Duke and North Carolina, the ACC's two basketball pillars, voted against expanding from nine to 11 schools. However, UNC chancellor James Moeser acknowledged in a telephone interview from Chicago that adding the two Big East schools will help the league's football image.
"This makes the ACC a very powerful force in football," Moeser said. "It is what drove this from the beginning. It doesn't bother me because football revenues are key to supporting all the non-revenue sports."
Basketball will be a different story. Miami had an RPI ranking of 188 in hoops last season, while the Hokies were 200th.
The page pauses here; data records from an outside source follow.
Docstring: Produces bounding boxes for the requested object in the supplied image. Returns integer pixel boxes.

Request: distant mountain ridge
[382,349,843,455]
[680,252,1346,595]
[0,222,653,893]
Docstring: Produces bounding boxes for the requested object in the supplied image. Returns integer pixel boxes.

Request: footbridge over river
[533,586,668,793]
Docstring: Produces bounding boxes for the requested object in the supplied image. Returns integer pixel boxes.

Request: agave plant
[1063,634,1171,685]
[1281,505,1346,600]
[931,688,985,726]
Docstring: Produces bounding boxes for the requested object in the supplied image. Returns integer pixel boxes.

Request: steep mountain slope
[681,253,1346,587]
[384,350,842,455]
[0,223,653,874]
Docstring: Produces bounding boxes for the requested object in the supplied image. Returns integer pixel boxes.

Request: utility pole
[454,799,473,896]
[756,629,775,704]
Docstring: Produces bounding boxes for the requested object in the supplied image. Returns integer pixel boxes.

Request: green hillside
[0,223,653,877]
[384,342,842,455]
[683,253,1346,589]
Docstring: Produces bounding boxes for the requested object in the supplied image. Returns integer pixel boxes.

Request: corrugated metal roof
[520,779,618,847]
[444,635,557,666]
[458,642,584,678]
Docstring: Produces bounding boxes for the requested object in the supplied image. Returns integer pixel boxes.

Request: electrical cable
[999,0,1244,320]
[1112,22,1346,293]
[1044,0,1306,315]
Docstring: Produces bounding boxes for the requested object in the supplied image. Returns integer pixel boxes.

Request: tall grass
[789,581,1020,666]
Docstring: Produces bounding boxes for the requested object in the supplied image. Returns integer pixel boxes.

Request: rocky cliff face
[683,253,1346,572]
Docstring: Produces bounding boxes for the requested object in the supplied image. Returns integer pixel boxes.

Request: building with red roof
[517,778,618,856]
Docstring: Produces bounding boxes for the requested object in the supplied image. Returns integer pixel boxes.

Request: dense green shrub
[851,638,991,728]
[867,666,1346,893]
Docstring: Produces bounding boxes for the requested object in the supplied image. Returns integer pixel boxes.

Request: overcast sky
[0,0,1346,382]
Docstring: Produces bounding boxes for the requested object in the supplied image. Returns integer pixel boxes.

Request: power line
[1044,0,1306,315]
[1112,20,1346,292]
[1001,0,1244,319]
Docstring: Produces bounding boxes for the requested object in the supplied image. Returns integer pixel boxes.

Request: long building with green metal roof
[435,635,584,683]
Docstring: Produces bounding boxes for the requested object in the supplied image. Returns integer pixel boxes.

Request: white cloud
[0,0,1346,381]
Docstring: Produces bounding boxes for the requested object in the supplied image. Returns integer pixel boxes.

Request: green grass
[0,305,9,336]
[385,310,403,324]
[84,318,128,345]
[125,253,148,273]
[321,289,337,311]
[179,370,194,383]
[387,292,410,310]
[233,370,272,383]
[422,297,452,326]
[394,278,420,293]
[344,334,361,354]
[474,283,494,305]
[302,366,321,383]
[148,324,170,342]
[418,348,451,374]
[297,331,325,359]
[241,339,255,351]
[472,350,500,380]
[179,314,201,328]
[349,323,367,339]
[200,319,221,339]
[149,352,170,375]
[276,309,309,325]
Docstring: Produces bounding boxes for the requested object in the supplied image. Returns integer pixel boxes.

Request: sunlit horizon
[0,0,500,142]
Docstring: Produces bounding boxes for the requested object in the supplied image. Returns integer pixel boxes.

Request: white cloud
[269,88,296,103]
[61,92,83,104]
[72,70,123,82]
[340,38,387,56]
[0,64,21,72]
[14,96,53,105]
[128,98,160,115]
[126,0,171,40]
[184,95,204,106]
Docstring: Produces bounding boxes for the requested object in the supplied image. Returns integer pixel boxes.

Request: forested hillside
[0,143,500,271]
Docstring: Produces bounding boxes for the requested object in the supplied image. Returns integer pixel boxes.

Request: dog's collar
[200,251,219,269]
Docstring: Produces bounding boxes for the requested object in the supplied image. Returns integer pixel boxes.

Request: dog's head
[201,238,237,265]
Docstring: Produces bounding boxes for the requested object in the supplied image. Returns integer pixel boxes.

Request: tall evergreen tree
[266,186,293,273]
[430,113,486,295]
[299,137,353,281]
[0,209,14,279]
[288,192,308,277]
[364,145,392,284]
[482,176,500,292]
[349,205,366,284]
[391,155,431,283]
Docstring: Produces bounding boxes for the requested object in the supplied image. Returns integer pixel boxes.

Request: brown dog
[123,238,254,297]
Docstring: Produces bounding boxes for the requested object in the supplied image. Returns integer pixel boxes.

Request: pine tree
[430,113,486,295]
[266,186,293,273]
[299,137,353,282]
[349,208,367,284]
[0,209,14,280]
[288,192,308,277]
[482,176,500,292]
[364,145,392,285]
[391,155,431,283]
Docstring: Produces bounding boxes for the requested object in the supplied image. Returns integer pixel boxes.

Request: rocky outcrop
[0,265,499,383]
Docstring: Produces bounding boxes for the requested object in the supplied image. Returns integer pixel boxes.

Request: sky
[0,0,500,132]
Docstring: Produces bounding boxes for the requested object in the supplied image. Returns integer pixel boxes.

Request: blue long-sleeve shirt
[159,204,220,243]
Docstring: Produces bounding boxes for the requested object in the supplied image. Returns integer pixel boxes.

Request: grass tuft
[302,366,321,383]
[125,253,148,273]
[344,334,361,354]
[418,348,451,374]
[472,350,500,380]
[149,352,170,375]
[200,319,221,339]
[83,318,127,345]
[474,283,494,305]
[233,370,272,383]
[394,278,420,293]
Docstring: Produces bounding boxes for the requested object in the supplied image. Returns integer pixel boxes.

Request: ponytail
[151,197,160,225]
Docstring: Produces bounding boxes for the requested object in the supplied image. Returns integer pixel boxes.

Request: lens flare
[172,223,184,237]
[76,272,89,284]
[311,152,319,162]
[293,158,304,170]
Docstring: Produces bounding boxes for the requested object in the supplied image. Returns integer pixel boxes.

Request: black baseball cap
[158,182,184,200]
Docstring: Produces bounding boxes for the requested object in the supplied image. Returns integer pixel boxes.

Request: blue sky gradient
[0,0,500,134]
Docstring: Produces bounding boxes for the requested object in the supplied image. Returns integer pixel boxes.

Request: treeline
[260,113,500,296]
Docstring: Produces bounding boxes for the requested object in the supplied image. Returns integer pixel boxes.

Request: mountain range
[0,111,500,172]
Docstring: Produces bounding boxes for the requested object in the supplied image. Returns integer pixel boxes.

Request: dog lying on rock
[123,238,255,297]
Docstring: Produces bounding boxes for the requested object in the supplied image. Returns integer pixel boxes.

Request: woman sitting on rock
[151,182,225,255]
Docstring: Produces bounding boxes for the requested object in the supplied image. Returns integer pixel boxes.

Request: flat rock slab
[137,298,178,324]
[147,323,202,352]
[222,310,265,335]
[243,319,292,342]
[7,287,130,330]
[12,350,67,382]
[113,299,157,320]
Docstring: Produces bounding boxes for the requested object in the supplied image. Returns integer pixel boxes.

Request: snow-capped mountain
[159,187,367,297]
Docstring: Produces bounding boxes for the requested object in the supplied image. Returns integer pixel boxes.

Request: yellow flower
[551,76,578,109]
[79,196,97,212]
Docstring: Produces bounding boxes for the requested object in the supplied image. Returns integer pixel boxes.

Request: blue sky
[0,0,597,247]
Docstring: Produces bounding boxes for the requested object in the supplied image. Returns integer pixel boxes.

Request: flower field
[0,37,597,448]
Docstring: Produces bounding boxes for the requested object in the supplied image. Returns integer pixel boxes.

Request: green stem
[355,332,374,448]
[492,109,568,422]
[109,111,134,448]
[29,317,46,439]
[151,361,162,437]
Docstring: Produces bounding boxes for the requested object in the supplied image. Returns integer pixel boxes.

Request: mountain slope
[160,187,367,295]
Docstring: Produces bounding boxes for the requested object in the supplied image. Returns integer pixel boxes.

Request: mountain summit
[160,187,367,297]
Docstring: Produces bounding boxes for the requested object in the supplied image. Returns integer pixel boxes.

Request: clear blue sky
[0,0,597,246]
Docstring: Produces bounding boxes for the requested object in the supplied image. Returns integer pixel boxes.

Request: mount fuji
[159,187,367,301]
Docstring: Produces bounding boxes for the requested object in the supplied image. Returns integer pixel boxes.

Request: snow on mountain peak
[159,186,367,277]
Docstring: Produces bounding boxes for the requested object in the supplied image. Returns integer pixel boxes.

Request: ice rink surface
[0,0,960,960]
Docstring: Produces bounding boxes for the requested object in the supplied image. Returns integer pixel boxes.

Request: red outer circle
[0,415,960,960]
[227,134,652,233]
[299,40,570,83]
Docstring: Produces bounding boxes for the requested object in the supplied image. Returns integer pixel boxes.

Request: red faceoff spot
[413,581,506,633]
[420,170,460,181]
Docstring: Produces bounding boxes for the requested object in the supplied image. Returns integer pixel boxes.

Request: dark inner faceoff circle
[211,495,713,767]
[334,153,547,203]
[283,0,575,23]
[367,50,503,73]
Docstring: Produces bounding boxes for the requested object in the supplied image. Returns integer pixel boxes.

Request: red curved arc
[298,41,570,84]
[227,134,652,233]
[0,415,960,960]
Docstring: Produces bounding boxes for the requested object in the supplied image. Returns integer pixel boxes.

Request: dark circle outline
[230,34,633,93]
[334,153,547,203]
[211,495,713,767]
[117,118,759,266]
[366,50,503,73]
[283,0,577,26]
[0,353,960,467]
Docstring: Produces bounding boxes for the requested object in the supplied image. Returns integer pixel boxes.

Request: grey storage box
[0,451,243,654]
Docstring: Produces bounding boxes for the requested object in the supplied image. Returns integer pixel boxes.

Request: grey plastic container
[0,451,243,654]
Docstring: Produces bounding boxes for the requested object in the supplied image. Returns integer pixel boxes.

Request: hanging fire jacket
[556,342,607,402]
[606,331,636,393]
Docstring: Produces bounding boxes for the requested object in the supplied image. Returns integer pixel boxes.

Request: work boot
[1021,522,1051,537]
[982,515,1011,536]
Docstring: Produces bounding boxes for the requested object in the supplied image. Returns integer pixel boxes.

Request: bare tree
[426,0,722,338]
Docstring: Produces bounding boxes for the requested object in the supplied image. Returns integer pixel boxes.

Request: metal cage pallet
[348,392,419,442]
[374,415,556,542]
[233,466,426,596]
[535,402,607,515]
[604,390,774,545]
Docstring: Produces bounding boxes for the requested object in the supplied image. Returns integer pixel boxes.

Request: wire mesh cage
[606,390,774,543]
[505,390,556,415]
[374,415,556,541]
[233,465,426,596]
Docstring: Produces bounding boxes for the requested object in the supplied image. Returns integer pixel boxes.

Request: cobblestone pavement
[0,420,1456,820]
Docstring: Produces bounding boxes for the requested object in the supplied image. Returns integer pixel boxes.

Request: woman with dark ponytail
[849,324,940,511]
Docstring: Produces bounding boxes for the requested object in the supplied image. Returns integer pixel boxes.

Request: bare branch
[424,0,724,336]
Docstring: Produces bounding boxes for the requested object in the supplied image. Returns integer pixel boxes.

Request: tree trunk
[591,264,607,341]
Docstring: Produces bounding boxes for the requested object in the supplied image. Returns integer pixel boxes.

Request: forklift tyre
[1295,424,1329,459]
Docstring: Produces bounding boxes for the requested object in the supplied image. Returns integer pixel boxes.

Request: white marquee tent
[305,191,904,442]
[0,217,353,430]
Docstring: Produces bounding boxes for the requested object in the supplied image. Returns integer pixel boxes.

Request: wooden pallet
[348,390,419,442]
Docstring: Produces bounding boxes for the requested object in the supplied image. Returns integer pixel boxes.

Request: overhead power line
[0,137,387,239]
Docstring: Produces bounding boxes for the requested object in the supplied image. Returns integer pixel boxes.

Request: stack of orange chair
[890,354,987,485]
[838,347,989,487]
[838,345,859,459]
The lowest ranked ACC team was Clemson at 107.
Miami and Virginia Tech were also a combined 22-35 last season.
"We've just finished celebrating the 50th anniversary of the league. Now as we begin the next 50 years its obviously going to be a very different landscape," N.C. State basketball coach Herb Sendek said.
"In some cases we'll help those programs rise up to our level," added Wolfpack athletic director Lee Fowler, a former assistant basketball coach for Memphis State.
With 11 teams, Swofford said the ACC would likely model its football and basketball scheduling after the Big Ten, a league that also has the same number of schools.
While the ACC added football depth with the expansion, it didn't get to the necessary 12 teams needed under NCAA rules to stage a lucrative title game. Boston College and Syracuse were in the original plans, but were voted out last week by the ACC chancellors and presidents in a surprise vote that added Virginia Tech instead.
Swofford said Monday he would petition the NCAA to change the rule to allow conferences under 12 teams to stage a title game.
"That could happen next spring if the process started this summer," he said. "We'll just have to see if there is support for that along the way."
Swofford and others in the ACC said it was too early to speculate if the ACC would add a 12th member if the title game rule remained the same.
"The next thing we do is celebrate new friends and new relationships road. It's time to celebrate and enjoy."
The ACC's football television contracts, which run through 2005 and averages $23 million a season, could also be reworked with the additions of Miami and Virginia Tech, Swofford said.